Chain elongation may be measured with a ruler – 12 complete links on a chain should measure exactly 12 inches – but performing this measurement with accuracy and precision, and identifying when the measurement is off by 0.50% or 0.75% can be difficult. Hence the market for chain measurement tools.

In the past I have used a Park Tool CC-3.2 and a Park Tool CC-2. The CC-3.2 was a simple go-or-no-go measurement tool which attempts to identify when the chain has reached the 0.50% or 0.75% limits. The gauge of the CC-2 provides a more detailed look, attempting to show you not just if the chain has reached the replacement point but also how closely you are approaching it. Both of these tools share the same weakness: they measure from opposing roller faces, meaning that when the tool is inserted into the chain it is applying pressure in opposite directions. This behaviour incorporates inconsistencies of the roller diameter into the measurement, rather than just measuring the pin-to-pin distance, which can result in the tool providing a premature indication of the chain’s wear.
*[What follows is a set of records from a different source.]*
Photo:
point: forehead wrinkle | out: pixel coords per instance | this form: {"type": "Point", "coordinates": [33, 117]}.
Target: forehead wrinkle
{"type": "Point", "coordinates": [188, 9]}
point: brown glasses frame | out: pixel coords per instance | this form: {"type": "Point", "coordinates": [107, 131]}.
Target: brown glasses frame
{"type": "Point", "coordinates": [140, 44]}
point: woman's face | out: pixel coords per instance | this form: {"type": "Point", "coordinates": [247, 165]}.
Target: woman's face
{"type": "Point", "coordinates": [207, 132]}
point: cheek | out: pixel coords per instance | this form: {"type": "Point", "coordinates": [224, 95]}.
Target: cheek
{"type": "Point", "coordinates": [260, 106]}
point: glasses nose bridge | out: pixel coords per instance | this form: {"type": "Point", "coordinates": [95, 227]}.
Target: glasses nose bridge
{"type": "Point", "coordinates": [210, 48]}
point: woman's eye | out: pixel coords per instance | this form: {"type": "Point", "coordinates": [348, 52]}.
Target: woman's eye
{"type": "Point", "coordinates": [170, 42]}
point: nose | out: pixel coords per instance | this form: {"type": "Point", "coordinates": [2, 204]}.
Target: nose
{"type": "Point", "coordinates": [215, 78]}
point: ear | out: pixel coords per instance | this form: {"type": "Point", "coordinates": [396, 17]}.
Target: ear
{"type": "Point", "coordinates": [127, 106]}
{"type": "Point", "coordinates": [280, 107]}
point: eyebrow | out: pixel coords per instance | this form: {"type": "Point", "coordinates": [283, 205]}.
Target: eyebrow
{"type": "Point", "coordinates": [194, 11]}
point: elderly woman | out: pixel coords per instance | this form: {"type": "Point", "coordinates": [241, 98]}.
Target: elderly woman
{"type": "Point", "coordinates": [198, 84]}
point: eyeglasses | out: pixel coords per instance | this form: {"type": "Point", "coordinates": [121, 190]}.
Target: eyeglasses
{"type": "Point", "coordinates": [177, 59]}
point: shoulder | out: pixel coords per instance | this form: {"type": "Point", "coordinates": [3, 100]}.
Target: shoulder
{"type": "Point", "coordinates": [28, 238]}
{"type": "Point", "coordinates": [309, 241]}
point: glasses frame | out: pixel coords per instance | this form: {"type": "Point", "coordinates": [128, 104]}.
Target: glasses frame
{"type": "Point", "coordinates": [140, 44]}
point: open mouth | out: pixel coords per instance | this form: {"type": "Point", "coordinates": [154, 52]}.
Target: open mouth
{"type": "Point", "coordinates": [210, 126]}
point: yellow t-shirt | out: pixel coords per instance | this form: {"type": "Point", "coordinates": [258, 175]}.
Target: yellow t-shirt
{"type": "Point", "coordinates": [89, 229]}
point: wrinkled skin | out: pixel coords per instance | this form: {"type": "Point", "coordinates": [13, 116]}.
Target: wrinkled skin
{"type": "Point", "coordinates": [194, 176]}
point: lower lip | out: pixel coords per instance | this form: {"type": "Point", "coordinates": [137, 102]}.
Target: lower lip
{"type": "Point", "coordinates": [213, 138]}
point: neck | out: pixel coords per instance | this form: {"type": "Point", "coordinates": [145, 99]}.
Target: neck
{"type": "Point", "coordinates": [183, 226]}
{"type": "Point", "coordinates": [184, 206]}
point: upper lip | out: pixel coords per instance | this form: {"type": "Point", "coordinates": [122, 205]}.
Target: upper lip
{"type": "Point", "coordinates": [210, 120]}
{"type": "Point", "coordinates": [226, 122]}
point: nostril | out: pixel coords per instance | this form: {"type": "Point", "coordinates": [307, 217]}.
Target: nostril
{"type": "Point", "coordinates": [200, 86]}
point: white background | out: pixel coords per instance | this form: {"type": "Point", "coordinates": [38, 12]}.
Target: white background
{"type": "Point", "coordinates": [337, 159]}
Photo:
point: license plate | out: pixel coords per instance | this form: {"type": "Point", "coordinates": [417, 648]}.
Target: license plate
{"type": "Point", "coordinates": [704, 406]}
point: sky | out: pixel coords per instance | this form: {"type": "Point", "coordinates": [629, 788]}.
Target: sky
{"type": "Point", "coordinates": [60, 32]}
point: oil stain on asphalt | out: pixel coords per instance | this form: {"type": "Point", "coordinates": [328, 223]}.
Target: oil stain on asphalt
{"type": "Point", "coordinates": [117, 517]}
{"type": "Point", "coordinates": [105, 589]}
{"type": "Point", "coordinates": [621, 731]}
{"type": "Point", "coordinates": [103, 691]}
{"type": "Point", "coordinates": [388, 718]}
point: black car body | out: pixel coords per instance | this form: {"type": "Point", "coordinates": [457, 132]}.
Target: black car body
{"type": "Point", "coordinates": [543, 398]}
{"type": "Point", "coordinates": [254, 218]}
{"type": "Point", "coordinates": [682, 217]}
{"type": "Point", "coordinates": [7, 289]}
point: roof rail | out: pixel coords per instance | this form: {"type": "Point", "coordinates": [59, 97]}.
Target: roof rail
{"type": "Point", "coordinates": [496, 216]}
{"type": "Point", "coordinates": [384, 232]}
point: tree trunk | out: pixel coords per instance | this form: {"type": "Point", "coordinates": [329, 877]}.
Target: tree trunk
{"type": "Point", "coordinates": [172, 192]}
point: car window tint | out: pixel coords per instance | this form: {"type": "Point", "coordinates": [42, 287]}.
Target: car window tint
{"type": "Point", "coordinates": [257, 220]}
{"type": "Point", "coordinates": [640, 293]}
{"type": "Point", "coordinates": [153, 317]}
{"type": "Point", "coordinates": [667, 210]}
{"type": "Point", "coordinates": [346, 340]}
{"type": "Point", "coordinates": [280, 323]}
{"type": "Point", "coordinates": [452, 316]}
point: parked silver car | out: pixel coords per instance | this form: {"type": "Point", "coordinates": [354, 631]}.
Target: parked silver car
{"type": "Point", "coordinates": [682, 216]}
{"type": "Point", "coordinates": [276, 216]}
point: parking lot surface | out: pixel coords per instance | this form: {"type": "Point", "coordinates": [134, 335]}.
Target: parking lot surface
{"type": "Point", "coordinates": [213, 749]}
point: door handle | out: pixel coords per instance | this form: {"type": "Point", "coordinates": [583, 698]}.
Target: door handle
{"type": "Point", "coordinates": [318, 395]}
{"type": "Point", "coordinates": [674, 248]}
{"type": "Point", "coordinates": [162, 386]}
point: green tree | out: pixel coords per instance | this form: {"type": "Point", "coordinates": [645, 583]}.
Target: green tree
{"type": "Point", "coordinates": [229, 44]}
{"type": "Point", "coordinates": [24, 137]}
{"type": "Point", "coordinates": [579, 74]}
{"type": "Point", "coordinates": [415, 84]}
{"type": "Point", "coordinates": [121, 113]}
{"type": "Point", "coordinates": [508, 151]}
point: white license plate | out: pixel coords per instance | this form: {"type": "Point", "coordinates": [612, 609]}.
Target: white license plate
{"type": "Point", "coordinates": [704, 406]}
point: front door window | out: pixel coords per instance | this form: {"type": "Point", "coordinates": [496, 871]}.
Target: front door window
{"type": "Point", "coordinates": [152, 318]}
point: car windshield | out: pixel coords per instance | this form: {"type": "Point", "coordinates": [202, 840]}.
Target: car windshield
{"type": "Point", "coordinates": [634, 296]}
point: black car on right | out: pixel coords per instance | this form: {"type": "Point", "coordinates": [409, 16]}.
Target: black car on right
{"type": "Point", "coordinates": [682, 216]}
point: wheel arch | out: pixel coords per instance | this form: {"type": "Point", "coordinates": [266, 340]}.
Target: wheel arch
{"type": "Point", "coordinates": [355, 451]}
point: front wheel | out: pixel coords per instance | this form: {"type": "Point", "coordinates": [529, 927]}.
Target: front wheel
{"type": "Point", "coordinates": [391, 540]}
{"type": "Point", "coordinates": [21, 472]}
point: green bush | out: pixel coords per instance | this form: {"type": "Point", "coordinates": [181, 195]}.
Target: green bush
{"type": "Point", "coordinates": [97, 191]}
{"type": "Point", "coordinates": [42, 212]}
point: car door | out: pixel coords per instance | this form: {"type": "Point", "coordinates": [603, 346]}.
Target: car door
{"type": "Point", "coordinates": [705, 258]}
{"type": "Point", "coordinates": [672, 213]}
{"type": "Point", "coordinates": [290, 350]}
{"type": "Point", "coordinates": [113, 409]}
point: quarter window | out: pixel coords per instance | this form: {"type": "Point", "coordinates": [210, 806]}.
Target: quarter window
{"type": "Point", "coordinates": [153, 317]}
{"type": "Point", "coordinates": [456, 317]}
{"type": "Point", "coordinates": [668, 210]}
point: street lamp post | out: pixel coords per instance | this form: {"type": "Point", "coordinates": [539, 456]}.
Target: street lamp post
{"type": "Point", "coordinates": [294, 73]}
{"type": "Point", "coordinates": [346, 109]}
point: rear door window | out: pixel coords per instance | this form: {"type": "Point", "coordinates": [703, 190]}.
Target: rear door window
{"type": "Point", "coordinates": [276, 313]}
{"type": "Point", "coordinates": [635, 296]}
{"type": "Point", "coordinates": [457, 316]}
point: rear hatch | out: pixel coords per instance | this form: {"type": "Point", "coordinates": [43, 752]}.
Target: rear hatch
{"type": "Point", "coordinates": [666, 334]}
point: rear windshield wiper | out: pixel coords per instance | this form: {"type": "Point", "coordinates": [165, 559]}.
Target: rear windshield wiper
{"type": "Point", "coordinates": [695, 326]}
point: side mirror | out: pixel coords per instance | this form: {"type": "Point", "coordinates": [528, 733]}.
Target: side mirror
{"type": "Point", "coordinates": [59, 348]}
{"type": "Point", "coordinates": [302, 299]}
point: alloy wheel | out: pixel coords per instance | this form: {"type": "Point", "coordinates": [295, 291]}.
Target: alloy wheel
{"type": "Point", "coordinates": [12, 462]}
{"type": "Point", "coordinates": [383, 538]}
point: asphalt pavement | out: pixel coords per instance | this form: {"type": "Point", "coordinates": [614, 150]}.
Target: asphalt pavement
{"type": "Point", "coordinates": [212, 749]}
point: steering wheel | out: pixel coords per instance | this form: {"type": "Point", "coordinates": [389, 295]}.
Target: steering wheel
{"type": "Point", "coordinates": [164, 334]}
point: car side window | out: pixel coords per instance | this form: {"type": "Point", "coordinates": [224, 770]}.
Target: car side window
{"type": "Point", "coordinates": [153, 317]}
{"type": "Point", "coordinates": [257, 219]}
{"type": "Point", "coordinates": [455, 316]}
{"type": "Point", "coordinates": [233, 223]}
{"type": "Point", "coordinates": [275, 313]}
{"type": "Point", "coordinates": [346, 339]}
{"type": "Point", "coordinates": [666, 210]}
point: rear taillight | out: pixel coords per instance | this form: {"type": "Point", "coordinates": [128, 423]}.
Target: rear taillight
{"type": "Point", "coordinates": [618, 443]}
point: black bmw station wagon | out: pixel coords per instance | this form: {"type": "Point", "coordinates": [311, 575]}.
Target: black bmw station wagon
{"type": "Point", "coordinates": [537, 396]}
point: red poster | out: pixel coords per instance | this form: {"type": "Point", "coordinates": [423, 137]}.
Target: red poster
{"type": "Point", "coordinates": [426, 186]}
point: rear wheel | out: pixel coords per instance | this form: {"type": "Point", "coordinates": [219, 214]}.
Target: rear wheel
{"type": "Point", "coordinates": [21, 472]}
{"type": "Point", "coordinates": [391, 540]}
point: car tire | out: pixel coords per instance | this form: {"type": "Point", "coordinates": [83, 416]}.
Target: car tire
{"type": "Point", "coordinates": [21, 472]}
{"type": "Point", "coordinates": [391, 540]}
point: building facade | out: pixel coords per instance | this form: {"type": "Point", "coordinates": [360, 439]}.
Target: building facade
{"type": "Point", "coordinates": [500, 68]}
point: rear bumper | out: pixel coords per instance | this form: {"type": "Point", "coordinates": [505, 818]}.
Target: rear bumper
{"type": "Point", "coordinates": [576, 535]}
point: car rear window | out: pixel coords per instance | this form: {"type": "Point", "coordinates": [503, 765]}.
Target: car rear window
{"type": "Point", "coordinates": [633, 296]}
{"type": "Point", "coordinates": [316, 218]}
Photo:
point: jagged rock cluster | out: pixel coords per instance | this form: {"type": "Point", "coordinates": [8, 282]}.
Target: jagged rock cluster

Pedro's Chain Checker Plus II

Recently I purchased the Pedro’s Chain Checker Plus II. This is one of a newer generation of tools which attempts to eliminate the previous inaccuracy by measuring from the same side of the roller. The tool applies the load to the chain in the same direction during measurement, rather than pulling in opposite directions. This simulates how the cog experiences the chain when the bike is pedaled and allows the tool to more accurately gauge the pin-to-pin distance. Compared to an older style tool like the Park CC-3.2 or CC-2, it should tell you to replace the chain later. Getting more life out of the chain (without potentially damaging the other components of the drivetrain) is useful not only for your wallet, but also to reduce waste. A Duke University study claims that the manufacturing of a chain is one of the more wasteful parts of bicycle production.

The Park Tool CC-4 should provide the same measurement as the Pedro’s Chain Checker Plus II. I went with Pedro’s option because it also provides a chainring nut wrench (useful when tightening or replacing chainrings) and a chain hook tool (theoretically useful when installing or removing chains with master links, though I’ve never found a tool necessary for this).

I learned about these newer tools thanks to Dave Rome’s excellent article on CyclingTips, which includes many more details on chain wear and measurement.